ABSTRACT The long-term survival of patients with non-Hodgkin's lymphoma after conventional chemotherapy is about 35%, with the remaining 65% of patients tending to be refractory or experience relapse. As such, primary refractory patients responding to salvage chemotherapy, and sensitive relapsed patients and primary high-risk patients are recommended to receive high-dose chemotherapy (HDC) and autologous peripheral blood stem cell transplantation (PBSCT). We evaluated the role of HDC and autologous PBSCT in patients with primary refractory, primary high risk, and sensitive relapsed non-Hodgkin's lymphoma.
We performed a retrospective analysis of the data from 50 patients with non-Hodgkin's lymphoma who were treated with HDC and autologous PBSCT in the Catholic Hematopoietic Stem Cell Transplantation Center between 1997 and 2002.

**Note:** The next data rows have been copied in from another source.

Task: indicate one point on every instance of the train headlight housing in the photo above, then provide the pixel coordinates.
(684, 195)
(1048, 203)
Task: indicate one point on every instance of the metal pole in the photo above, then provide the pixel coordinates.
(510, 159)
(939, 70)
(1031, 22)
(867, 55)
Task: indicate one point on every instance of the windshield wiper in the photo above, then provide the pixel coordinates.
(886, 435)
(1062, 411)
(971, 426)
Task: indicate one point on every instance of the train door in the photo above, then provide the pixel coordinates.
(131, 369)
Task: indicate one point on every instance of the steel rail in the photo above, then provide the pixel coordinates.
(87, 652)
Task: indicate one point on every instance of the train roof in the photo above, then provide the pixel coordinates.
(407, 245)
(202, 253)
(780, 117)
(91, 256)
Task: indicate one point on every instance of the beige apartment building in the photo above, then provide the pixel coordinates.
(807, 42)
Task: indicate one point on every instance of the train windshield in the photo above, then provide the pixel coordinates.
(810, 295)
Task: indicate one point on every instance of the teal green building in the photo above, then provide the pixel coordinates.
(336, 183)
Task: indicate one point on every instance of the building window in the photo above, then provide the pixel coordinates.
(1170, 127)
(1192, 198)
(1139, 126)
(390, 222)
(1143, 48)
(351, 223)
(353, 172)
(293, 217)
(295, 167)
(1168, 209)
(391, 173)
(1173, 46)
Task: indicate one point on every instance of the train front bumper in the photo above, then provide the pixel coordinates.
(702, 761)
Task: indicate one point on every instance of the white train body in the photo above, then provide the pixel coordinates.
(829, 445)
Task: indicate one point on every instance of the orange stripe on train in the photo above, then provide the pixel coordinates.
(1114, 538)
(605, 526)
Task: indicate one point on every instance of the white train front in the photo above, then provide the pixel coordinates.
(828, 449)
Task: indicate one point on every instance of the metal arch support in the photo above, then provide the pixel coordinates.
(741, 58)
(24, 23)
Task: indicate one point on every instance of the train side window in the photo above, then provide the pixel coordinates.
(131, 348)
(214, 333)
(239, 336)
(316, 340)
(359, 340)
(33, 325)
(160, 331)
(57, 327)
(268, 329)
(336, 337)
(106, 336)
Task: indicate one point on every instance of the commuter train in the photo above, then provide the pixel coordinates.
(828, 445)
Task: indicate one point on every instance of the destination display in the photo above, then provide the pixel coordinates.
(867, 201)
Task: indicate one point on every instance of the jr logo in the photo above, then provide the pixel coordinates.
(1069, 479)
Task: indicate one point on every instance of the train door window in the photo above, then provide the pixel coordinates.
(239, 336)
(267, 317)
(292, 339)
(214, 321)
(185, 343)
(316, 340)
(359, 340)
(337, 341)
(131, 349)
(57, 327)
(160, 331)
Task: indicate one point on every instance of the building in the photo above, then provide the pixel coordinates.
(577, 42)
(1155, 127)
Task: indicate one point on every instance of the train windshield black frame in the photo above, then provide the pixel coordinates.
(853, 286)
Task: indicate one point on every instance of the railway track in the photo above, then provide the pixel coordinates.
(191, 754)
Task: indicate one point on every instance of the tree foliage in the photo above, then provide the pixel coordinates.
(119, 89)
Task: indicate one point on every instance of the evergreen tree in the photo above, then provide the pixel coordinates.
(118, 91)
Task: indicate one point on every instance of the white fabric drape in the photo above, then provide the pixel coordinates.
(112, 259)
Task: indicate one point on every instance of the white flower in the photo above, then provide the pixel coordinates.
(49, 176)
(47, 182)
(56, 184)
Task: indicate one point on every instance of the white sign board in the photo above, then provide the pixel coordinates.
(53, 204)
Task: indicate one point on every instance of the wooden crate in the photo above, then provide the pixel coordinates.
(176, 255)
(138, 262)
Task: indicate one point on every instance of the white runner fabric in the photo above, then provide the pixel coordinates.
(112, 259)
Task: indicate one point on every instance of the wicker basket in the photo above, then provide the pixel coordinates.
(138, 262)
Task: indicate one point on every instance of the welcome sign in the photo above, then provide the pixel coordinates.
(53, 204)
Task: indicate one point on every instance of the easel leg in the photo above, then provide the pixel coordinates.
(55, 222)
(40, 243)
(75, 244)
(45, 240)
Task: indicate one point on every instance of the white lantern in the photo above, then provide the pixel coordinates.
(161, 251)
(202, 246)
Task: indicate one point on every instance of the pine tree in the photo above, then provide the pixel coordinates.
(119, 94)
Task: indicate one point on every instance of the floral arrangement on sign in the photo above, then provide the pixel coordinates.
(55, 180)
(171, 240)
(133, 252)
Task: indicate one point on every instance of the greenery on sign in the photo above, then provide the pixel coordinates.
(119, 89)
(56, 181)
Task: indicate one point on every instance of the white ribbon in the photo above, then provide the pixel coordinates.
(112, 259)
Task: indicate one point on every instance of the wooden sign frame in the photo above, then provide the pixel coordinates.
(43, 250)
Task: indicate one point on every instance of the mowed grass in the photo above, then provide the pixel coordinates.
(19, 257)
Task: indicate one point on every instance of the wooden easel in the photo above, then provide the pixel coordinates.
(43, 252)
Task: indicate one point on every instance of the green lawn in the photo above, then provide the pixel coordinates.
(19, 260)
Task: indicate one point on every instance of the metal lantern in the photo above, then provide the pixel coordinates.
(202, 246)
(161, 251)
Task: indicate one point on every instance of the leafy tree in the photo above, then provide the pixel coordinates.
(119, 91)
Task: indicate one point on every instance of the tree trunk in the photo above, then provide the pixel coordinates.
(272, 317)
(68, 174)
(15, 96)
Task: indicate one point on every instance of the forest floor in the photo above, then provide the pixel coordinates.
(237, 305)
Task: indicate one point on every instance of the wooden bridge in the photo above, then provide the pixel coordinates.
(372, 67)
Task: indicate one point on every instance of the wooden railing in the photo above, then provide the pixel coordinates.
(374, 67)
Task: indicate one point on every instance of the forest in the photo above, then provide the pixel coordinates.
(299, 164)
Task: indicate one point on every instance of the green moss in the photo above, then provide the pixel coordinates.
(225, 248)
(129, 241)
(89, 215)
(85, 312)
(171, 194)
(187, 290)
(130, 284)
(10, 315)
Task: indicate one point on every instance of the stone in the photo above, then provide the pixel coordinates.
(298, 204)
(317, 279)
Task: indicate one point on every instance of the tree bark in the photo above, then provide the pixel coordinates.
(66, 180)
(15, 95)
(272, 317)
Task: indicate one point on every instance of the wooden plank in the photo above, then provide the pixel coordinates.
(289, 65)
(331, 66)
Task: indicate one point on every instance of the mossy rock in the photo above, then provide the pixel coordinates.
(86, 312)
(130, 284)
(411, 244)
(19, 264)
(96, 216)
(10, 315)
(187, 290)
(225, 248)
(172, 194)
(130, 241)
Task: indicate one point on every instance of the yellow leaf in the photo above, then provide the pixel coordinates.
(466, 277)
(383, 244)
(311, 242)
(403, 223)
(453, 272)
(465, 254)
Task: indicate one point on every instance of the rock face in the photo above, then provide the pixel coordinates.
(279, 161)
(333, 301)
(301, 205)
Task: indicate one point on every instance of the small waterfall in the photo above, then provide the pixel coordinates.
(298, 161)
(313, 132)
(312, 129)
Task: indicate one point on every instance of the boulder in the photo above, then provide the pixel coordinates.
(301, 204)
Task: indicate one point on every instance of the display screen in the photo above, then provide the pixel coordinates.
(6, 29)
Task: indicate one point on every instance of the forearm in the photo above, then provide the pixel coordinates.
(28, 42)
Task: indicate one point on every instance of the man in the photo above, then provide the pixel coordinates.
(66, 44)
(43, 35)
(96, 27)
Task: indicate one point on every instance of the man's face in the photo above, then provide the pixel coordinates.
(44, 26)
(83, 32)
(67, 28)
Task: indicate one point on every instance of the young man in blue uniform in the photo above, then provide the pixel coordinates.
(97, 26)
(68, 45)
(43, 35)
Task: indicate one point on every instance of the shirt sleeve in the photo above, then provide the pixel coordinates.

Of the 50 patients, the conditioning regimen was BEAM in 20, CMT (cyclophosphamide, melphalan and thiotepa) in 19, fludarabine- and total body irradiation (TBI)-based regimen in 8, and cyclophosphamide and TBI in 2. There were 3 (6%) deaths due to treatment-related toxicity within the first 50 days after transplantation. Twenty-five patients remain alive at a median follow-up duration of 40.5 months (range 9-61). Among the patients with partial response before transplantation, 76% showed further response after transplantation. In half of these responders, the disease state was changed into complete response (CR) after transplantation. 2-year overall survival was 52% and 2-year progression free survival was 36.8%. Median overall survival was 34 months (range 8-60), and median progression-free survival was 8 months (range 1-14). Median overall survival was 14 months (range 9-19) in the primary high-risk group (n=13), 7 months (range 4-10) in the resistance relapse group (n=5), and 6 months (range 0-14) in the primary refractory group (n=10). Overall survival in the sensitive relapse group (n=22) did not reach the median; the mean overall survival in this group was 33 months. The disease status before transplantation was the only significant prognostic factor in determining overall survival (p=0.032) and progression- free survival (p=0.001).
HDC and autologous PBSCT appears to produce high response rate. Primary high-risk group and sensitive relapse group had good prognosis, while refractory and resistance relapse group had poor prognosis. And the pre-transplantation disease status was the only significant prognostic factor in multivariate analysis.